SUBJECT: Post Endovenous Laser Treatment Ultrasound Exam

SECTION: Vascular Ultrasound

ORIGINATOR: Deborah L. Richert, BSVT, RDMS, RVT

REVIEW DATE: September 13, 2013

Scheduling: One half hour time slot.

Prep: None.

Patient Position: Supine, reverse Trendelenburg position with patient head elevated 10 – 20 degrees.

Equipment: Colorflow duplex ultrasound unit with a 5 MHz linear transducer. A 7MHz linear transducer may be used for superficial imaging. ***Procedure should be performed at the lowest possible power settings.

Purpose: Evaluation of the lower extremity for deep vein thrombosis, and evaluation of the ipsilateral greater saphenous vein for patency post endovenous laser treatment of venous valvular incompetency.

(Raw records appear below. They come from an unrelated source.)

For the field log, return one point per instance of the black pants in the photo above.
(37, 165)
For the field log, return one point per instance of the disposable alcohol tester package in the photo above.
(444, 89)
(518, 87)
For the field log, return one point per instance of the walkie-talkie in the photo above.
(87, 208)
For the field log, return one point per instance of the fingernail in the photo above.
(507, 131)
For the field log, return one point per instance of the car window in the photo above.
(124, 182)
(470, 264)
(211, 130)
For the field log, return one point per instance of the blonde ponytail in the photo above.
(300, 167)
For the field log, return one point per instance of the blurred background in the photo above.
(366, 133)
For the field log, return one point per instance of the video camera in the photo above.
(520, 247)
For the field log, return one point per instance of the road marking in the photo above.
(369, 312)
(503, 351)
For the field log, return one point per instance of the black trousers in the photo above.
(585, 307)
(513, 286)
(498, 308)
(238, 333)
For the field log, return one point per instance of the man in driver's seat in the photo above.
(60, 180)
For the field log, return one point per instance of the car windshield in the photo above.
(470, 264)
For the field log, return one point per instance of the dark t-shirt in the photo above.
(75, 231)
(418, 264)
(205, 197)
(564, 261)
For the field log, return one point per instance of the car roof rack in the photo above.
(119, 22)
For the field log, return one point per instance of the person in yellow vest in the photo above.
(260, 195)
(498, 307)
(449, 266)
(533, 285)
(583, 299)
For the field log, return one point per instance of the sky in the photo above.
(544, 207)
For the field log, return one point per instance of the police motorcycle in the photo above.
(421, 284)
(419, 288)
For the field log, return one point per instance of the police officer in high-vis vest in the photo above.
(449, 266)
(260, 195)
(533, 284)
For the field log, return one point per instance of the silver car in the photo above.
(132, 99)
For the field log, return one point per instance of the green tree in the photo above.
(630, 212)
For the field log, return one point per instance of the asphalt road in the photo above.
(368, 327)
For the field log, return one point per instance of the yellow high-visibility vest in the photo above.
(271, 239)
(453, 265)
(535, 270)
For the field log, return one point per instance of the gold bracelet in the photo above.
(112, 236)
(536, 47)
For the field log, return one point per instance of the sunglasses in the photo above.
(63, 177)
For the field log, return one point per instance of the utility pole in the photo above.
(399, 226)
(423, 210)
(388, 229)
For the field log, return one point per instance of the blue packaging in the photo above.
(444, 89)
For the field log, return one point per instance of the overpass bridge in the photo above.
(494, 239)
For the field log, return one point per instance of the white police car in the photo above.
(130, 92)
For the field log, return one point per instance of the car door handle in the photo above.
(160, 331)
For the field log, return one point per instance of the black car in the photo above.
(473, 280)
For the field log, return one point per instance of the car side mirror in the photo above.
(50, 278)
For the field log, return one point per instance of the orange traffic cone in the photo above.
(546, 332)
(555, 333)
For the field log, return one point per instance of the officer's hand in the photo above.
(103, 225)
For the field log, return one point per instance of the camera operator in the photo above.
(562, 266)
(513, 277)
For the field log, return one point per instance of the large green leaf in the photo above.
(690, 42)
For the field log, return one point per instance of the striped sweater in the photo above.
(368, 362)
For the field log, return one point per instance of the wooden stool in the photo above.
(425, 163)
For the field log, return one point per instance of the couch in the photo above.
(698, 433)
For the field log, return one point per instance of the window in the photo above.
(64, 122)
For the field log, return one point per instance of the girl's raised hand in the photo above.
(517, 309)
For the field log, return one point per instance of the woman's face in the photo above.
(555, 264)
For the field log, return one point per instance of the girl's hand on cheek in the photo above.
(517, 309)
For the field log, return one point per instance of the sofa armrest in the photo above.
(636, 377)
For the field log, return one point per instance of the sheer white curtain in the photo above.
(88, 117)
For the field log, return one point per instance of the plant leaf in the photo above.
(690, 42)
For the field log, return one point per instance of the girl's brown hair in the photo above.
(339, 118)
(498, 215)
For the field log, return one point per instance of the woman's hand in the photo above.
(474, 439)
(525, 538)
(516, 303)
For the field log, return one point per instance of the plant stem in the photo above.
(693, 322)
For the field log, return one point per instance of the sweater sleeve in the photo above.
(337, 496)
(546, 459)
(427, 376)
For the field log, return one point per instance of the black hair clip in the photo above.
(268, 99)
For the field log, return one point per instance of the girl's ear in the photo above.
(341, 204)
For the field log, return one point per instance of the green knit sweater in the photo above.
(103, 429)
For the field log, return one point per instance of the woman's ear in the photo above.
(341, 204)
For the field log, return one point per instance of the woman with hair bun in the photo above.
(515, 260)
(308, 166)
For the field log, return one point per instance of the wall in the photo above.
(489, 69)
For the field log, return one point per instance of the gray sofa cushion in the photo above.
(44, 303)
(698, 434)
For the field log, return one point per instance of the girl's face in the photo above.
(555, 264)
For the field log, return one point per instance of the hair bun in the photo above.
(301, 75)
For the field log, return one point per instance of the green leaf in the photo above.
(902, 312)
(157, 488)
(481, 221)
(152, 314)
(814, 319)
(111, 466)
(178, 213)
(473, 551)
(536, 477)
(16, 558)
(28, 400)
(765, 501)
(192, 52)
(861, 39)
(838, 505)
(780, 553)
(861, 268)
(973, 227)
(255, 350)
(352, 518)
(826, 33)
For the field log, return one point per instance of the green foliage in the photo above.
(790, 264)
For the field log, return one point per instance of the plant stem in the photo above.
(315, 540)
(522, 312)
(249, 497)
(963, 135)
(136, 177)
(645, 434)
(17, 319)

Exam Protocol: A complete DVT evaluation of the ipsilateral lower extremity will be performed first. Please refer to the “Lower Extremity Venous Ultrasound – DVT Exam” protocol. The ipsilateral greater saphenous vein (GSV) will then be evaluated for patency from the confluence with the CFV to as far distal as it can be seen (i.e. thigh and calf). It is not necessary to evaluate the status of any of the branch varices that were ligated. (These areas may be described as the “stab wound” areas). This exam will be billed as a venous DVT study, NOT a reflux exam.


Imaging Protocol: Complete evaluation of the ipsilateral lower extremity for DVT, however, the calf veins will be evaluated for DVT ONLY in patients that present with calf symptoms. (Please refer to the “Lower Extremity Venous Ultrasound – DVT Exam” protocol for the imaging protocol for that part of this exam).

The GSV imaging protocol:

  • Transverse noncompression and compression GSV in proximal thigh.
  • Transverse noncompression and compression GSV in mid thigh.
  • Transverse noncompression and compression GSV in distal thigh/knee.
  • Longitudinal color Doppler images should be taken in these areas as well.
  • If the GSV is seen in the calf it should be documented with noncompression/compression images and longitudinal color Doppler images where seen.
  • If the GSV is thrombosed as expected, the distance from the proximal end of the GSV thrombus to the CFV confluence should be measured.
  • A bilateral exam will include all of the above images on both legs.
  • If the GSV is patent in the thigh post EVLT it should be evaluated for venous reflux.